To determine the expected long-term rate of return on pension plan assets, Sony considers the current and
expected asset allocations, as well as historical and expected long-term rates of return on various categories of
pension plan assets. Sony’s pension investment policy recognizes the expected growth and the variability risk
associated with the long-term nature of pension liabilities, the returns and risks of diversification across asset
classes, and the correlation among assets. The asset allocations are designed to maximize returns consistent with
levels of liquidity and investment risk that are considered prudent and reasonable. While the pension investment
policy gives appropriate consideration to recent market performance and historical returns, the investment
assumptions utilized by Sony are designed to achieve a long-term return consistent with the long-term nature of
the corresponding pension liabilities. For Japanese pension plans, the expected long-term rate of return on
pension plan assets was 3.0 percent as of March 31, 2015 and 2016. The actual return on pension plan assets for
the fiscal years ended March 31, 2015 and 2016 was an 11.4 percent gain and an 1.3 percent loss, respectively.

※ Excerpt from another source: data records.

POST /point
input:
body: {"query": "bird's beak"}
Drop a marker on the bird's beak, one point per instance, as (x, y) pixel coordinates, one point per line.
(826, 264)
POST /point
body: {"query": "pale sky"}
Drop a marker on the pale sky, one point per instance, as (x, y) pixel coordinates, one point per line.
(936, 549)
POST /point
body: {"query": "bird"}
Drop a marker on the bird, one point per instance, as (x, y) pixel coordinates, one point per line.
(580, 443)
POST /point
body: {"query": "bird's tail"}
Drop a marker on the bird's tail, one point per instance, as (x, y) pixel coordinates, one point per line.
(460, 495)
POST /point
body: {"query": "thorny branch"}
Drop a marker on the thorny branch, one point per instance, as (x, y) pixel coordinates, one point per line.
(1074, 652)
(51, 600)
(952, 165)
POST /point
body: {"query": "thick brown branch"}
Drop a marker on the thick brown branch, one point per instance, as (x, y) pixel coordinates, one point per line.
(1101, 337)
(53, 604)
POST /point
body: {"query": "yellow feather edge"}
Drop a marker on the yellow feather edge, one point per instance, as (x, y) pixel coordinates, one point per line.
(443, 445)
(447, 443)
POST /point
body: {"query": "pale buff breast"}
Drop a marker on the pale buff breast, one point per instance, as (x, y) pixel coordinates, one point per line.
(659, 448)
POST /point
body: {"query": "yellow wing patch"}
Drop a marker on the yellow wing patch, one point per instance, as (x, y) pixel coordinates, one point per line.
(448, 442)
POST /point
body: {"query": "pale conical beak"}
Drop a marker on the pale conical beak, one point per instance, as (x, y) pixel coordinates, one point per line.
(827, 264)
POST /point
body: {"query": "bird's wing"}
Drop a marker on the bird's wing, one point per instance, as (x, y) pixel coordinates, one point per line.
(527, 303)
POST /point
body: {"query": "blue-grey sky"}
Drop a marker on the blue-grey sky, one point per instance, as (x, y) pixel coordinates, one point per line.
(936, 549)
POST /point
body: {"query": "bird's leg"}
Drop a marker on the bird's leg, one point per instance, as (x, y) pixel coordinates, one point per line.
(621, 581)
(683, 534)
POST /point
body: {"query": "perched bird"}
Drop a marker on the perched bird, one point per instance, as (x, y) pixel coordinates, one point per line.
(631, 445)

The difference between the expected and the actual rate of return on pension plan assets was primarily due to the
negative performance especially in the global equity markets throughout the fiscal year ended March 31, 2016
and the depreciation of foreign currency-denominated assets reflecting the increase in the strength of the yen.
Actual results that differ from the expected return on pension plan assets are accumulated and amortized as a
component of pension costs over the average future service period, thereby reducing the year-to-year volatility in
pension costs. As of March 31, 2015 and 2016, Sony had, with respect to Japanese pension plans, net actuarial
losses of 218.5 billion yen and 389.3 billion yen, respectively, including losses related to pension plan assets. For
the fiscal year ended March 31, 2016, the net actuarial loss increased due to the decline in the discount rate used
to determine the defined benefit obligation, as compared to the prior fiscal year’s rate, and the lower actual return
on pension plan assets than expected.
The following table illustrates the effect on the fiscal year ending March 31, 2017 of changes in the discount
rate and the expected return on pension plan assets, while holding all other assumptions as of March 31, 2016
constant, for Japanese pension plans.
Change in assumption
Projected benefit
obligations
Pension
costs Net income
(Yen in billions)
25 basis point increase / decrease in discount rate -/+41.5 -/+1.9 +/-1.3
25 basis point increase / decrease in expected long-term rate of return on
pension plan assets -/+1.7 +/-1.1
Deferred tax asset valuation
Carrying amounts of deferred tax assets require a reduction by a valuation allowance if, based on the
available evidence, it is more likely than not that such assets will not be realized prior to expiration. Accordingly,
the need to establish a valuation allowance for deferred tax assets is assessed periodically with appropriate
consideration given to all positive and negative evidence related to the realization of the deferred tax assets.
Management’s judgments related to this assessment consider, among other matters, the nature, frequency and
severity of current and cumulative losses on an individual tax jurisdiction basis, forecasts of future profitability
after consideration of uncertain tax positions, excess of appreciated asset value over the tax basis of net assets,
the duration of statutory carryforward periods, the past utilization of net operating loss carryforwards prior to
expiration, as well as prudent and feasible tax planning strategies which would be employed by Sony to prevent
net operating loss and tax credit carryforwards from expiring unutilized.